Dad always gets his hot rod

Crossposted from DemocraticDiva.com

Probably the best non-voter file or ISIL related takes on last Saturday’s Democratic debate:

I mean, right? I’ll just add that “Mom” (Democrat) is proposing things that help people not considered important to the Very Serious People – the poor, women, children, students, minorities, etc. – while “Dad” (Republican) wants to spend oodles of money (what deficit?) on the cool tax cuts, privatization schemes, and military adventures that the owners of TV networks love. Thus, President Obama had to account for every dime spent on the 2009 stimulus (and make it about a third tax cuts) and demonstrate that the Affordable Health Care Act would “bend the cost curve” (AKA save the government money) rather than emphasize how millions of Americans should have access to health care coverage and maybe not die prematurely or go bankrupt surviving, regardless of cost. Despite these concessions, the President’s accomplishments have been regarded with skepticism, if not outright derision, by pundits and Beltway insiders famously indifferent to the problems of working class people.

President Bush before him was under no such pressures, for he was buying himself a sweet Hummer made of tax cut fairy magic. David Brooks circa 2001 was so excited!

In other words, if you wade through the economic literature, it’s hard not to agree with the Cleveland Fed’s Jerry Jordan: We are living at a once-in-a-generation moment of economic opportunity. As productivity grows, the economy will grow. As the economy grows, revenues will grow, maybe beyond what the CBO projects. The real question about the Bush tax cuts, then, is not, Can we afford them? The real question is, Why are they so small?
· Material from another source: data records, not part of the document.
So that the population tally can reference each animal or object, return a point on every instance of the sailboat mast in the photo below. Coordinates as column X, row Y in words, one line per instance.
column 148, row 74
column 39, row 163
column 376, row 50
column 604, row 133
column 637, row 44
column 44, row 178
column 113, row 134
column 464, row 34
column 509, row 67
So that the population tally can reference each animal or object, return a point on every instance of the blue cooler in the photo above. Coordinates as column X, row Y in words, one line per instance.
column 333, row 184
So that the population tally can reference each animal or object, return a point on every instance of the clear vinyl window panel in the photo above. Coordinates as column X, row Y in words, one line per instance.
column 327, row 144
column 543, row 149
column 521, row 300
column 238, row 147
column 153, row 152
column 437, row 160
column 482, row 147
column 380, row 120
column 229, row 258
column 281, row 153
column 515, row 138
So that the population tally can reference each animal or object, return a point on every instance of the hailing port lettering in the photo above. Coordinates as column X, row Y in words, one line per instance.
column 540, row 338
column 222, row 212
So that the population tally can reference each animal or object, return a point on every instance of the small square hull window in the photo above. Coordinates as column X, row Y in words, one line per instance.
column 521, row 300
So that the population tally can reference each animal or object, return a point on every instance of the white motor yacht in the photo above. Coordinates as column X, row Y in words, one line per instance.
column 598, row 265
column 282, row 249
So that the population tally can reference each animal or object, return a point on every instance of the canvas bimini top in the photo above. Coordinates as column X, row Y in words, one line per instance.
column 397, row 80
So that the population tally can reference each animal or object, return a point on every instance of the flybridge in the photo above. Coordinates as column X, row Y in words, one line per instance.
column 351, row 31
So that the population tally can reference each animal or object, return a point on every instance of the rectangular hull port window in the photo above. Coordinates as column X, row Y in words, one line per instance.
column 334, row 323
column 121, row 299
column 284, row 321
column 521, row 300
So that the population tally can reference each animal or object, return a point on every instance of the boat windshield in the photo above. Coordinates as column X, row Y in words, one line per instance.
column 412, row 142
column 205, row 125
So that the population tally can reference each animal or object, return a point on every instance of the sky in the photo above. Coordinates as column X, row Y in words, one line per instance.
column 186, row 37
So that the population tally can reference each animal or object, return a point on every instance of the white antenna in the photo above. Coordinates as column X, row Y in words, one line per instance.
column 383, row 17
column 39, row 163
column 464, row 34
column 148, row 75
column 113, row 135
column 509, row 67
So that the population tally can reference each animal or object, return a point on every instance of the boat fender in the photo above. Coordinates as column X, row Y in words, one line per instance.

They are not small in a dollar sense. They are intellectually small. Now, maybe for the last time in our lives, we have the financial opportunity to enact fundamental changes. We will have enough revenue to allow us to reform our entire tax system. We can simplify it, cut it, and turn it into a system Americans will at least regard as fair. We have the chance to reform our entitlement system, and much else. Bill Clinton squandered the first three years of this opportunity. The Bush administration promises fundamental Social Security reform.
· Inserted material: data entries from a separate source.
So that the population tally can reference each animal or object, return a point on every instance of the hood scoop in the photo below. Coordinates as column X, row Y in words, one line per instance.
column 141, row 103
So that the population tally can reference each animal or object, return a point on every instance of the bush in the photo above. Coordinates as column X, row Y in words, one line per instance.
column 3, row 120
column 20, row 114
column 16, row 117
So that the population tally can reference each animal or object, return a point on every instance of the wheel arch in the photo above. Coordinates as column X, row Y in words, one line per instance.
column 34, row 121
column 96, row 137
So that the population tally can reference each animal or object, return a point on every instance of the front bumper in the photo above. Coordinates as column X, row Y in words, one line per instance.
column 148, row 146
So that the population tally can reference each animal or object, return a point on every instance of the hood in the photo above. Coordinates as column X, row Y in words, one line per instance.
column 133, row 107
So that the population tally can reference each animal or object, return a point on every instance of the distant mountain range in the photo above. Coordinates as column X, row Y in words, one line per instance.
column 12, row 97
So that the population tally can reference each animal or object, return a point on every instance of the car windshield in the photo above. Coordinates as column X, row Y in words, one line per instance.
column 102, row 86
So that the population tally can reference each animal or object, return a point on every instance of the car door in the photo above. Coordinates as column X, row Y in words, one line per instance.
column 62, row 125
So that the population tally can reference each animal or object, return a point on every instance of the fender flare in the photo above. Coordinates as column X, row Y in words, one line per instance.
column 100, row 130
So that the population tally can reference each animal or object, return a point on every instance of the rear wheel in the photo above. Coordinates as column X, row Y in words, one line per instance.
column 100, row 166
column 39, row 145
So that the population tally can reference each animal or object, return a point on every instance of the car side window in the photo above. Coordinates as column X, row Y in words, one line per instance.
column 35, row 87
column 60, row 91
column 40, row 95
Sure, some of the money for Dad’s tricked-out gas guzzler was going to have to come from the grocery money and Grandma’s widow’s mite because fuck her. You want to see Dad rolling in some embarrassing, beat-up minivan? What are you, some kind of emasculating commie? And are you sure you and the kids really need those food stamps?

Seriously, pay attention to how Republicans running for President now are asked about their hyooge tax cut plans.

As unorthodox or wildly unrealistic as some of these tax plans may be, economist Mark Zandi of Moody’s Analytics said he still finds them overall to be “therapeutic” in that they’re opening up the discussions to where nothing is off limits.

Of course, he said, it would be a totally different matter if one of them actually became president and had to execute on the idea. One of the most distinctive features uniting the candidates’ plans is that there’s very little in them about how they would balance the budget.

“They’re massive cuts,” Zandi says. “It’s hard to make it all add up.”

It’s not Dad’s job to figure out how his toys new toys will be paid for! It’s the rest of the family’s duty to suck it up and go without.